Interpreter instance running bytecodes for:   [Intel(R) OpenCL] -- 13th Gen Intel(R) Core(TM) i7-13700 Running in thread:  pool-1-thread-2
bc:  ALLOC [I@41ac3343 on   [Intel(R) OpenCL] -- 13th Gen Intel(R) Core(TM) i7-13700 , size=0
bc:  ALLOC [I@16c36388 on   [Intel(R) OpenCL] -- 13th Gen Intel(R) Core(TM) i7-13700 , size=0
bc:  ALLOC [F@63f945a3 on   [Intel(R) OpenCL] -- 13th Gen Intel(R) Core(TM) i7-13700 , size=0
bc:  TRANSFER_HOST_TO_DEVICE_ONCE  [Object Hash Code=0x41ac3343] [I@41ac3343 on   [Intel(R) OpenCL] -- 13th Gen Intel(R) Core(TM) i7-13700 , size=0, offset=0 [event list=-1]
bc:  TRANSFER_HOST_TO_DEVICE_ONCE  [Object Hash Code=0x63f945a3] [F@63f945a3 on   [Intel(R) OpenCL] -- 13th Gen Intel(R) Core(TM) i7-13700 , size=0, offset=0 [event list=-1]
bc:  LAUNCH  task blur.green - compute on  [Intel(R) OpenCL] -- 13th Gen Intel(R) Core(TM) i7-13700, size=0, offset=0 [event list=1]
bc:  TRANSFER_DEVICE_TO_HOST_ALWAYS [0x16c36388] [I@16c36388 on   [Intel(R) OpenCL] -- 13th Gen Intel(R) Core(TM) i7-13700 , size=0, offset=0 [event list=4]
bc:  DEALLOC [0x41ac3343] [I@41ac3343 on   [Intel(R) OpenCL] -- 13th Gen Intel(R) Core(TM) i7-13700
bc:  DEALLOC [0x16c36388] [I@16c36388 on   [Intel(R) OpenCL] -- 13th Gen Intel(R) Core(TM) i7-13700
bc:  DEALLOC [0x63f945a3] [F@63f945a3 on   [Intel(R) OpenCL] -- 13th Gen Intel(R) Core(TM) i7-13700
bc:  BARRIER  event-list 17
bc:  END

Let’s take a closer look at the first line: Interpreter instance running bytecodes for: [NVIDIA CUDA] – NVIDIA GeForce RTX 3070 Running in thread: pool-1-thread-1.

This line reveals details about the TornadoVM interpreter’s operation. We observe that we have two separate instances of the TornadoVM interpreter, each running independently within distinct Java threads. One instance operates within pool-1-thread-1, while the other operates in pool-1-thread-2. In the sequential execution scenario showcased earlier in this tutorial (Sequential Execution on Multiple Devices), we would expect all instances of the TornadoVM interpreter to run from the main Java thread.

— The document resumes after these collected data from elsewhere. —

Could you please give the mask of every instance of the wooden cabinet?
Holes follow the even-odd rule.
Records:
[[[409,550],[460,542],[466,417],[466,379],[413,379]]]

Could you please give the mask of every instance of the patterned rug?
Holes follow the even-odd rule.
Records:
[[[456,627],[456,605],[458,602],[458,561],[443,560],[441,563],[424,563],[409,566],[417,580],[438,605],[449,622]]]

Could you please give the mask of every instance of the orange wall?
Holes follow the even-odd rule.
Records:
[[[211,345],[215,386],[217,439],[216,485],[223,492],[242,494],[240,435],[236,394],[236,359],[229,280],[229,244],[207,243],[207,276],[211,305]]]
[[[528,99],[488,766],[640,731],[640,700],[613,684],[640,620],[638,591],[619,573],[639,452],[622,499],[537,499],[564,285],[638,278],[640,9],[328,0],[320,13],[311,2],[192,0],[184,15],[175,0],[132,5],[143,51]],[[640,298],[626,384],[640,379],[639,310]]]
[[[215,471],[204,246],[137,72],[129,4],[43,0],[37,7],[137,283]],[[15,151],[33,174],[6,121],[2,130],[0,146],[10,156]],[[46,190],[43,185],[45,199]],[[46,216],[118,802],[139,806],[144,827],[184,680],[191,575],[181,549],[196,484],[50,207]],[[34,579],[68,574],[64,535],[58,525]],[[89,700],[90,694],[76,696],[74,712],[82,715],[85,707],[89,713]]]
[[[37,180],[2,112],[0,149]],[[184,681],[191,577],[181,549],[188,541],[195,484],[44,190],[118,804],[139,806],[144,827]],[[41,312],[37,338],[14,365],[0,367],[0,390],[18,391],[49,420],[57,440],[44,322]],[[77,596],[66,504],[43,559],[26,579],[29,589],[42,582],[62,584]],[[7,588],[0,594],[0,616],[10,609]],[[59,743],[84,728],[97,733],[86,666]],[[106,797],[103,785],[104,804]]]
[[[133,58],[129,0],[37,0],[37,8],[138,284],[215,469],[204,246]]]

This distinction is essential as it helps us understand how TornadoVM’s bytecodes are executed in parallel, while also efficiently utilizing available hardware resources, such as the NVIDIA GeForce RTX 3070 GPU and the 13th Gen Intel(R) Core(TM) i7-13700 CPU (based on the earlier debug output).

By comprehending these details, developers gain valuable information on how TornadoVM efficiently harnesses multi-threading capabilities. The feature of running multiple tasks on multiple devices results in enhanced performance and overall system efficiency.

Not Supported

Tasks that share data dependencies can run only on a single device.
Batch processing can run only on a single device.
Dynamic reconfiguration only explores single device execution.